AI Models for 3D Artists
Creating 3D models from text or images now takes minutes. With tools like Meshy, Tripo AI, Luma Genie, Spline AI, and Kaedim you can generate text-to-3D models, and with open-source models such as Point-E, Shap-E, and TRELLIS you can build your own pipeline. Curated for game developers, 3D artists, architectural designers, and AR/VR content creators, this collection comprehensively covers tools with FBX, OBJ, and GLB export support and automatic texture generation capabilities.
Tools
Models
Point-E
Point-E is a 3D generation system developed by OpenAI that produces colored 3D point clouds from text descriptions through a two-stage cascading approach. Released in December 2022, it was one of the first publicly available text-to-3D models from a major AI lab. The system works in two stages: first, a text-conditioned DALL-E-based image generation model creates a synthetic view of the described object, then a second diffusion model generates a 3D point cloud conditioned on that image. This cascading design produces results in just one to two minutes on a single GPU, dramatically faster than optimization-based methods like DreamFusion which require hours of processing. The generated point clouds consist of thousands of colored points representing the 3D shape and appearance of objects.
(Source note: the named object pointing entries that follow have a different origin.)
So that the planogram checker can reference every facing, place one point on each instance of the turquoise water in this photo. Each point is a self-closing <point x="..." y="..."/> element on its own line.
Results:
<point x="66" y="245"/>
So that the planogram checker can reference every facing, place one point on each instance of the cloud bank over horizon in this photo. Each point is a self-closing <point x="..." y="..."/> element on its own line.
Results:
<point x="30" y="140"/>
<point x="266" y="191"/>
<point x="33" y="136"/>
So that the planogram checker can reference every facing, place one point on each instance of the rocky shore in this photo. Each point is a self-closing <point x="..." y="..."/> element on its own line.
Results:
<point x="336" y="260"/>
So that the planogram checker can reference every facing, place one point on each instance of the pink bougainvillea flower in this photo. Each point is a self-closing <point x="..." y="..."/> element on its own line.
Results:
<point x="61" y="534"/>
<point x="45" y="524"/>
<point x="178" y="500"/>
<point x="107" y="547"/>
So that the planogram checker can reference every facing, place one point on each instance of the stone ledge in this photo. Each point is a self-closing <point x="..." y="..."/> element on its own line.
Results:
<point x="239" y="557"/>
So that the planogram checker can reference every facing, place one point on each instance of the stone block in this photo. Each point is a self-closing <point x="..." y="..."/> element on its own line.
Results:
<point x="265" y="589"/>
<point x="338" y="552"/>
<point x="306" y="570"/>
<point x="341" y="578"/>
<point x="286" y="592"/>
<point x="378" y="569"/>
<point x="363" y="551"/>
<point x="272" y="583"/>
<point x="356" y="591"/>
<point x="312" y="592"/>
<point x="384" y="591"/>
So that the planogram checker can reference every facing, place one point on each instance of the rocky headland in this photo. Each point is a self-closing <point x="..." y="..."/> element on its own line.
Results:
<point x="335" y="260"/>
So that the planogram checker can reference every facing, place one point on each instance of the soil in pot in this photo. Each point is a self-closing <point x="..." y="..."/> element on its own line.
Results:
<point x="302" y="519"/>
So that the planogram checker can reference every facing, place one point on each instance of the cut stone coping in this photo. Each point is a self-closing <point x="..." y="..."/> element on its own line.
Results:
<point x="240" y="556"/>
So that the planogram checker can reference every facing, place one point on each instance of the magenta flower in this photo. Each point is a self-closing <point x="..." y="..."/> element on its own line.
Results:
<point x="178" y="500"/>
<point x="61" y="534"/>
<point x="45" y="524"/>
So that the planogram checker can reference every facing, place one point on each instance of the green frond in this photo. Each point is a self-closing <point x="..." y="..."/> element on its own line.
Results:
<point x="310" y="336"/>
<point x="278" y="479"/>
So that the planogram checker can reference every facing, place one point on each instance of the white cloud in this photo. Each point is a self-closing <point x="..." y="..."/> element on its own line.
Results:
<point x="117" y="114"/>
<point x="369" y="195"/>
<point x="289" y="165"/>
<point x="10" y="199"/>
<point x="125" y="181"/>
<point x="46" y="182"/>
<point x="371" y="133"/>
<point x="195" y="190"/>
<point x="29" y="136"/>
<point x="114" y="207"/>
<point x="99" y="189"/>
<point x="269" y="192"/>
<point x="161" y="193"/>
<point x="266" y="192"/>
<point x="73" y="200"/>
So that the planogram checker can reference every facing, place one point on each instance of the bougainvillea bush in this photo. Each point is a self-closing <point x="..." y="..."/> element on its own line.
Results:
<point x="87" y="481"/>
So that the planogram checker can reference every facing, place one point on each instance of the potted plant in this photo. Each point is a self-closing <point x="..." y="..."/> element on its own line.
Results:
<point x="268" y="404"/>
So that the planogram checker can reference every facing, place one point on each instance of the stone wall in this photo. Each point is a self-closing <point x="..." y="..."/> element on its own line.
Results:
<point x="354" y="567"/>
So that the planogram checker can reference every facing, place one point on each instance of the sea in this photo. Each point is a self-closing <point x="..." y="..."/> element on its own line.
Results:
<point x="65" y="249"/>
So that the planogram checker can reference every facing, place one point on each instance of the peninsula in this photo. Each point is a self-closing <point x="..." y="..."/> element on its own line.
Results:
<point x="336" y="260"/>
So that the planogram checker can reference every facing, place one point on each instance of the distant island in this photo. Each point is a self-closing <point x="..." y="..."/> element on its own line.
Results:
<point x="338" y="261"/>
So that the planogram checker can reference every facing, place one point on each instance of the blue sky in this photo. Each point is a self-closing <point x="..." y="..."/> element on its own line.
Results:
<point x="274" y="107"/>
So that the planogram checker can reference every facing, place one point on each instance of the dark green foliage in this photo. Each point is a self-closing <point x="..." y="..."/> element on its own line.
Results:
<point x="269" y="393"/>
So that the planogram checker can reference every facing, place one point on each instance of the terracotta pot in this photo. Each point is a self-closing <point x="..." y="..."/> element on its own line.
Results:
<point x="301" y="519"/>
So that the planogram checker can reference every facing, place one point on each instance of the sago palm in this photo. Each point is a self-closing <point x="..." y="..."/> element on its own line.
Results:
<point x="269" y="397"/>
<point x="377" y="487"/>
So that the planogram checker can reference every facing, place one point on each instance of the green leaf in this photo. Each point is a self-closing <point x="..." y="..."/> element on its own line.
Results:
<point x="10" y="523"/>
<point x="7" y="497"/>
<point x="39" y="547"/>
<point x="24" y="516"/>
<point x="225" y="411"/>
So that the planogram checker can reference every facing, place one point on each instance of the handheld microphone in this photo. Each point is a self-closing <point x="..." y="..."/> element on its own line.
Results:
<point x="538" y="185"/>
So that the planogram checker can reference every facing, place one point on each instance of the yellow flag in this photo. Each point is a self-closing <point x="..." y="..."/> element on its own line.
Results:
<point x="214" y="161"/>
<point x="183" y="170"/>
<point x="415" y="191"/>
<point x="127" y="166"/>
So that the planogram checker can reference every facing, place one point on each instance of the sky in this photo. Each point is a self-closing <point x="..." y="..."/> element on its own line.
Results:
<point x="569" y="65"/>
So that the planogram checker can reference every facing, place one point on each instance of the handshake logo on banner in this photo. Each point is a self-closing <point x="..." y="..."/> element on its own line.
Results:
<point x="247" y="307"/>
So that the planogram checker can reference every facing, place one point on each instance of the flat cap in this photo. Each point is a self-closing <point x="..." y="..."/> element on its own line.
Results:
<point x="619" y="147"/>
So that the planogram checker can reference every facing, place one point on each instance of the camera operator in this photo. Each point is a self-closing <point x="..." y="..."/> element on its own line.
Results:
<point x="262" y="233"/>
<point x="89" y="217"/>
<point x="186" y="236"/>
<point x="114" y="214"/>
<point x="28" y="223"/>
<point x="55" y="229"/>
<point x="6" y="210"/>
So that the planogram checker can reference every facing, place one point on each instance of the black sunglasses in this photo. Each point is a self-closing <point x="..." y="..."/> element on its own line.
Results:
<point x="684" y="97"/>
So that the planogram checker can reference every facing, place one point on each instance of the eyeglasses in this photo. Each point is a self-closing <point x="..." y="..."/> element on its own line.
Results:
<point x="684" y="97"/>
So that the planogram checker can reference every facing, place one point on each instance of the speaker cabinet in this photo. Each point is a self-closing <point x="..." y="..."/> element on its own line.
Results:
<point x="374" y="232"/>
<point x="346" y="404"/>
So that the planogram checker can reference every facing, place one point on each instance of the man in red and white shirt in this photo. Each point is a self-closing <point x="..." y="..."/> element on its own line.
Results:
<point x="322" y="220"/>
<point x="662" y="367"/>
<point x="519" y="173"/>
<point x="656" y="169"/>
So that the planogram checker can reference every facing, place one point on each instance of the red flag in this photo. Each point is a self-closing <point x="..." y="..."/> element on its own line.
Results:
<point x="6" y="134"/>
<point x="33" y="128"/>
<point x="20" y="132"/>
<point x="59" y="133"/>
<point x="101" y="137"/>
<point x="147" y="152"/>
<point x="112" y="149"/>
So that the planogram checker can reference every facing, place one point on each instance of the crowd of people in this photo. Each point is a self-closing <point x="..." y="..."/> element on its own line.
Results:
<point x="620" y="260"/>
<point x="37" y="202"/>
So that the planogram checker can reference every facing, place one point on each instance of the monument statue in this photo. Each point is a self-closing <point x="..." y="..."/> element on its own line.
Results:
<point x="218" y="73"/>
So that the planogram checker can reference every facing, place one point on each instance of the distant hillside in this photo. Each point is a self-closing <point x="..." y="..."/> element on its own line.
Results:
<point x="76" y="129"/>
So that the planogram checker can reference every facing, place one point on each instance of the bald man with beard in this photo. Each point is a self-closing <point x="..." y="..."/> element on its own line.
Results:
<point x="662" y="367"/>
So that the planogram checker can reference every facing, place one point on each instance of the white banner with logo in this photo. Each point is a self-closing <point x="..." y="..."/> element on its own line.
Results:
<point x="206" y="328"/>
While point clouds are less immediately usable than meshes for production 3D applications, they can be converted to meshes through standard reconstruction algorithms like Poisson surface reconstruction. Point-E supports generation of a wide variety of objects including animals, vehicles, furniture, and everyday items. The model is fully open source under the MIT license with code and pre-trained weights available on GitHub. As a pioneering early contribution to fast text-to-3D generation, Point-E demonstrated that trading some quality for dramatically improved speed was a viable approach, directly influencing the development of subsequent models like Shap-E. The system remains valuable for researchers exploring 3D generation pipelines and for rapid concept visualization where speed matters more than production-ready quality.
Shap-E
Shap-E is a 3D generation model developed by OpenAI that creates 3D objects directly from text descriptions or input images by generating the parameters of implicit neural representations. Unlike its predecessor Point-E which produces point clouds, Shap-E generates Neural Radiance Fields (NeRF) and textured meshes that can be directly rendered and used in 3D applications. The model employs a two-stage training approach where an encoder first learns to map 3D assets to implicit function parameters, then a conditional diffusion model learns to generate those parameters from text or image inputs. This architecture enables fast generation times of just a few seconds on a modern GPU. Shap-E supports both text-to-3D and image-to-3D workflows, making it versatile for different creative pipelines. The generated 3D objects include color and texture information, producing more complete results than geometry-only approaches. Released under the MIT license in May 2023, the model is fully open source with pre-trained weights available on GitHub. While the output quality may not match optimization-heavy methods like DreamFusion that take minutes per object, Shap-E offers a practical balance between speed and quality for rapid prototyping and concept exploration. The model is particularly useful for game developers, 3D artists, and researchers who need quick 3D visualizations from text prompts. As one of OpenAI's contributions to open-source 3D AI research, Shap-E has influenced subsequent work in fast feed-forward 3D generation approaches.
TRELLIS
TRELLIS is a revolutionary AI model developed by Microsoft Research that generates high-quality 3D assets from text descriptions or single 2D images using a novel Structured Latent Diffusion architecture. Released in December 2024, TRELLIS represents a fundamental advancement in 3D content generation by operating in a structured latent space that encodes geometry, texture, and material properties simultaneously rather than treating them as separate stages. The model produces complete 3D meshes with detailed PBR (Physically Based Rendering) textures, enabling direct use in game engines, 3D rendering pipelines, and AR/VR applications without extensive manual post-processing. TRELLIS supports both text-to-3D generation where users describe desired objects in natural language and image-to-3D reconstruction where a single photograph is converted into a full 3D model with inferred geometry from occluded viewpoints. The structured latent representation ensures geometric consistency and prevents the common artifacts seen in other 3D generation approaches such as floating geometry, texture seams, and unrealistic proportions. TRELLIS outputs standard 3D formats including GLB and OBJ with UV-mapped textures, making integration with professional tools like Blender, Unity, and Unreal Engine straightforward. Released under the MIT license, the model is fully open source and available on GitHub. Key applications include rapid 3D asset prototyping for game development, architectural visualization, product design mockups, virtual staging for real estate, educational 3D content creation, and metaverse asset generation. The model particularly benefits indie developers and small studios who lack resources for traditional 3D modeling workflows.